Tuesday, February 24, 2015

Do you Understand the Big Data Pipeline?

Big Data is neither equal to the fancy new technologies nor a huge database, it is a full step-by-step process pipeline.

Big Data as a big phenomenon causes big attention, however,  people are getting confused about the difference between tools and the knowledge in what everyone is calling now Big Data. Data analysis, and Big Data is not Hadoop or SQL or Python or R. These are just tools that help you analyze data. Getting Big Data right is about more than the size of your database, or the fancy tools, it is the full step-by-step process PIPELINE from collecting and storing data to analyzing and visualizing data to extract business insight & foresight from it.


Big data is not just a Big database; it is multiple databases that have to work together and have to be connected; those databases have been created by different people, even different companies with different formats. All of these have to work together. The problem caused by big data is "how can we get so huge data." These produce because, for example, fast growing "user table," but you cannot delete data on behalf of user. Hence it comes "storage" for fast querying and updating. Then the tech community introduces Hadoop technology, which actually are distributed database server architecture for easily extend the existing data volume. Then you need to understand the data, run machine learning algorithms or statistic tools, then visualize the data and gain an insight if you did it right and you are lucky.

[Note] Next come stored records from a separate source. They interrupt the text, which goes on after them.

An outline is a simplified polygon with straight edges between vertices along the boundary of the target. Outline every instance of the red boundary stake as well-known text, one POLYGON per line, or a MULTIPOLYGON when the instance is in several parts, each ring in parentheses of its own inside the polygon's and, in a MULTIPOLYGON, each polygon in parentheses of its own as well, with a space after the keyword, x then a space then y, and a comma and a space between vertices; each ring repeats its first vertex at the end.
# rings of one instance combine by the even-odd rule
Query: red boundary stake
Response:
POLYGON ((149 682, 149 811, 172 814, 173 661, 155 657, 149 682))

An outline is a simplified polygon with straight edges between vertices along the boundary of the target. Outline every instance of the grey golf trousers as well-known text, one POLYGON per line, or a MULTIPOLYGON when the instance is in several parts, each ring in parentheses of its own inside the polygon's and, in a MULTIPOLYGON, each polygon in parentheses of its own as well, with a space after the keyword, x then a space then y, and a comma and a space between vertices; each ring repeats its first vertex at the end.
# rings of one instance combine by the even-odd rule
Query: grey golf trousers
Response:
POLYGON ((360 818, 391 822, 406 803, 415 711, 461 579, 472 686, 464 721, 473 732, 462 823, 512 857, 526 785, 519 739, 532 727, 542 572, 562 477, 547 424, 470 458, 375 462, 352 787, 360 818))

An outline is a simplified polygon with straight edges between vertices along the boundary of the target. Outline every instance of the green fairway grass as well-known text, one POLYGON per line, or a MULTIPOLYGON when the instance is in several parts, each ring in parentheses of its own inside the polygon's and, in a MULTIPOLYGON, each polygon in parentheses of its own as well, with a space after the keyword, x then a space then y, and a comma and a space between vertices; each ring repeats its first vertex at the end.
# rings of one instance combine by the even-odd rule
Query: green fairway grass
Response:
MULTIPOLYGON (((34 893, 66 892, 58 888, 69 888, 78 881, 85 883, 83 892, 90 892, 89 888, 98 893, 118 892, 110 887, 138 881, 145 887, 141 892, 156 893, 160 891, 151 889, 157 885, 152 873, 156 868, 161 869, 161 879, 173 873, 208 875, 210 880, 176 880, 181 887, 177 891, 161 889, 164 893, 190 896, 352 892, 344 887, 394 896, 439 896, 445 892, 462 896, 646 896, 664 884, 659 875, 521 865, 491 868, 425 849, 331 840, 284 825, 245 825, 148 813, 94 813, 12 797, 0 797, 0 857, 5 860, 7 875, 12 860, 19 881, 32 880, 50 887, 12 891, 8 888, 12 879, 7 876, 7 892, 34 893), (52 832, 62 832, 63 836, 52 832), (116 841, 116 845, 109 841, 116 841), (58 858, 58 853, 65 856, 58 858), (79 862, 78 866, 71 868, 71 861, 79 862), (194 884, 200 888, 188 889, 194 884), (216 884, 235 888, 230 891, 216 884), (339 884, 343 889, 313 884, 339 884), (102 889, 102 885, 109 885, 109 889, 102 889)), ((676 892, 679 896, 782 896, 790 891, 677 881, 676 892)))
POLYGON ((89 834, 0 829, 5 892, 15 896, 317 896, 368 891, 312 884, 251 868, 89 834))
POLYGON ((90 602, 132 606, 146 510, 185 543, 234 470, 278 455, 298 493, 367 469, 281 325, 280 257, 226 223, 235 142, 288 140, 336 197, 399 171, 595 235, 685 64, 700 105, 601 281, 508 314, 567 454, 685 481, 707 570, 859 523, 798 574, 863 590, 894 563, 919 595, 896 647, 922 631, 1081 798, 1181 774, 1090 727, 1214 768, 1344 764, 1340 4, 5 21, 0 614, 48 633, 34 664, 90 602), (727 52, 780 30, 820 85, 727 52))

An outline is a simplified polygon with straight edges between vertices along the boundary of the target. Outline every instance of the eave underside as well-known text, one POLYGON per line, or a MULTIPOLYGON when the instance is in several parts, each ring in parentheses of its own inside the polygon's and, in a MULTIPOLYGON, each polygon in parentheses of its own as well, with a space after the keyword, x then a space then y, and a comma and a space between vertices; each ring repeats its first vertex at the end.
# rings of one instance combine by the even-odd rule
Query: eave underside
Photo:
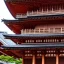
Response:
POLYGON ((64 43, 36 43, 36 44, 21 44, 15 46, 2 46, 4 49, 24 49, 24 50, 37 50, 37 49, 60 49, 64 48, 64 43))
POLYGON ((6 38, 62 38, 64 34, 4 34, 6 38))

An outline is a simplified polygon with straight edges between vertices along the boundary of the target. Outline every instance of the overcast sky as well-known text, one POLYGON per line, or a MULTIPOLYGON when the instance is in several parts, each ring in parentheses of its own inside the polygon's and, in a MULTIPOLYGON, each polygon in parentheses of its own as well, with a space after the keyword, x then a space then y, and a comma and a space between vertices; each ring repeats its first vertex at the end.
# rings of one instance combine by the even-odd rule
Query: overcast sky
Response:
POLYGON ((0 31, 12 34, 13 32, 1 21, 2 19, 14 19, 8 11, 4 0, 0 0, 0 31))

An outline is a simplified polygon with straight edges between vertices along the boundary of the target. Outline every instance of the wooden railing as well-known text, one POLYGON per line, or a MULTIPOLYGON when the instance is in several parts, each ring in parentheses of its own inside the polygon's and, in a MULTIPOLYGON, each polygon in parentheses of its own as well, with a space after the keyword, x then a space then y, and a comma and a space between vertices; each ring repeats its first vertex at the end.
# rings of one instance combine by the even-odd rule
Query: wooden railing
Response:
POLYGON ((64 28, 22 29, 22 34, 64 33, 64 28))
POLYGON ((52 8, 51 11, 49 11, 48 9, 46 11, 43 11, 43 9, 40 11, 39 10, 31 12, 27 11, 26 14, 17 14, 16 18, 27 18, 28 16, 42 16, 42 15, 56 15, 56 14, 64 14, 64 9, 53 10, 52 8))

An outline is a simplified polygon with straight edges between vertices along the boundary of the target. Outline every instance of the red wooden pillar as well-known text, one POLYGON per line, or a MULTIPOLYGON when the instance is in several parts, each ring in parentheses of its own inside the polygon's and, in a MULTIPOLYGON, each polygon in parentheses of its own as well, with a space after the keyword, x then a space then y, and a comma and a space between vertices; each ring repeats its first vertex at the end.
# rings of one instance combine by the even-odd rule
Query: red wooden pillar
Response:
POLYGON ((42 54, 42 64, 45 64, 45 56, 42 54))
POLYGON ((59 64, 59 55, 56 54, 56 64, 59 64))
POLYGON ((36 64, 35 54, 33 54, 33 57, 32 57, 32 64, 36 64))

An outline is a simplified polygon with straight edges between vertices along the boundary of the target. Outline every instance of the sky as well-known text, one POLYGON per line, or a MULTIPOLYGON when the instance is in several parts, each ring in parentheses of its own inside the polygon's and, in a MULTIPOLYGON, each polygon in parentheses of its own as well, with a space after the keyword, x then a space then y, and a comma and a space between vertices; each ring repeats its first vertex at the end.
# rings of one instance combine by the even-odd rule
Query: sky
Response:
POLYGON ((13 34, 13 32, 2 22, 2 19, 14 19, 7 9, 4 0, 0 0, 0 32, 13 34))

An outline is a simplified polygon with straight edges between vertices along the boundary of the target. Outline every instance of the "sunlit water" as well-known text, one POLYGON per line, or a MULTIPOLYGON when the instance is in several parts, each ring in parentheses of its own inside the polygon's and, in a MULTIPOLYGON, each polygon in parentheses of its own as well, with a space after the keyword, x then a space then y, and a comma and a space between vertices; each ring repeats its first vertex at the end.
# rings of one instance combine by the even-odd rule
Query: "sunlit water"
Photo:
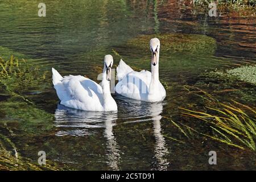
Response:
MULTIPOLYGON (((159 76, 171 88, 162 102, 146 103, 114 94, 118 112, 89 112, 59 104, 52 86, 31 91, 28 95, 35 95, 33 100, 38 107, 53 114, 54 118, 35 121, 28 117, 22 122, 1 119, 17 133, 11 138, 19 152, 36 163, 38 152, 44 150, 49 160, 75 169, 255 167, 251 153, 196 137, 188 139, 166 119, 184 119, 178 116, 177 108, 193 103, 193 98, 179 97, 180 87, 195 82, 200 73, 255 61, 255 15, 238 14, 232 19, 228 12, 223 12, 220 17, 210 18, 183 5, 182 1, 44 2, 46 18, 38 16, 36 2, 0 3, 0 46, 36 60, 30 64, 42 71, 54 67, 63 75, 86 75, 97 81, 105 55, 113 55, 114 64, 118 64, 119 58, 113 49, 129 65, 150 70, 150 52, 141 52, 126 44, 143 34, 207 35, 216 39, 217 46, 213 55, 160 55, 159 76), (208 164, 211 150, 218 154, 217 166, 208 164)), ((48 81, 51 85, 51 81, 48 81)), ((224 100, 234 98, 229 97, 224 100)), ((197 129, 207 130, 200 123, 197 129)), ((3 128, 1 131, 8 135, 3 128)))

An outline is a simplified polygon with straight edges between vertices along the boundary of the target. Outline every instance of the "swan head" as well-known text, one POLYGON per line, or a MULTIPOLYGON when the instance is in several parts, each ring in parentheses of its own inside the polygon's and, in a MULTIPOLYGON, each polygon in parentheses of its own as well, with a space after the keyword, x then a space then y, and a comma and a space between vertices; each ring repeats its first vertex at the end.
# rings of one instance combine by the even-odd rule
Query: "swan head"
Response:
POLYGON ((112 55, 108 55, 105 56, 104 72, 106 71, 106 79, 108 81, 110 81, 111 80, 111 68, 112 68, 113 61, 112 55))
POLYGON ((159 55, 160 40, 158 38, 153 38, 150 41, 150 51, 152 53, 151 64, 155 66, 158 64, 158 57, 159 55))

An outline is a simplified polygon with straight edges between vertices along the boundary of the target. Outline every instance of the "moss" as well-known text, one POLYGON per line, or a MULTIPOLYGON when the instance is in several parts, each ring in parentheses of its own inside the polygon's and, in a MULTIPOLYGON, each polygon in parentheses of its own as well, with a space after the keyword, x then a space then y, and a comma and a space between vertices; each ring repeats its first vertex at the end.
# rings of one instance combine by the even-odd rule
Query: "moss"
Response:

Put your Big Data"fit-for-purpose." Data analysis is not Hadoop, it is much more than the simple technical tools. Data Analysis is a process that needs connecting to databases, or a data server provider or creating the database using a crawler. Then analyzes and visualizes the data. Data storage is only a part of the whole Big Data business logic. It seems like too many people think if you aren't using Hadoop, you are not doing Big Data; many people are thinking or inquiring if Big Data = Hadoop and vice versa. That's why you have to put emphasis on "fit-for-purpose." Big data is about "data collection" (crawling for example) + "data storage" +data analysis & visualization. As for analysis part, RDBMS is a data warehouse after ETL over distributed data sources, Data analysis as final stage is about data dimensional analysis not about amount analysis. selecting enough samples is to ease random errors so that the result is stable.


There are pros and cons with various approaches to Big Data. Big Data is "bigger than the size of your database." Solving a problem and optimizing the algorithms often do need to collect huge amount of data. The more data you collect, the better the results it get. However, the reality does not allow you to have all the data you want, so there'll be time that you need to be selective in choosing the best proxy available. Also, you should realize there are pros and cons with various approaches to Big Data, but users rather have it 80% right than wait until there is a perfect prediction. The criteria to select different platforms and tools is to improve speed and scalability, although it is sometimes difficult to make real apples-to-apples comparison.


The five Vs (volume, volatility, variety, veracity, and value)  of Big Data is its very characteristics. Still, it is means to the end -to achieve business value, not the end itself. The goal to get Big Data right is to ensure the data as the lifeblood of modern business can nurture the whole body of business and keep it fit, energetic and resilient in order to adapt to the accelerating speed of digital dynamic.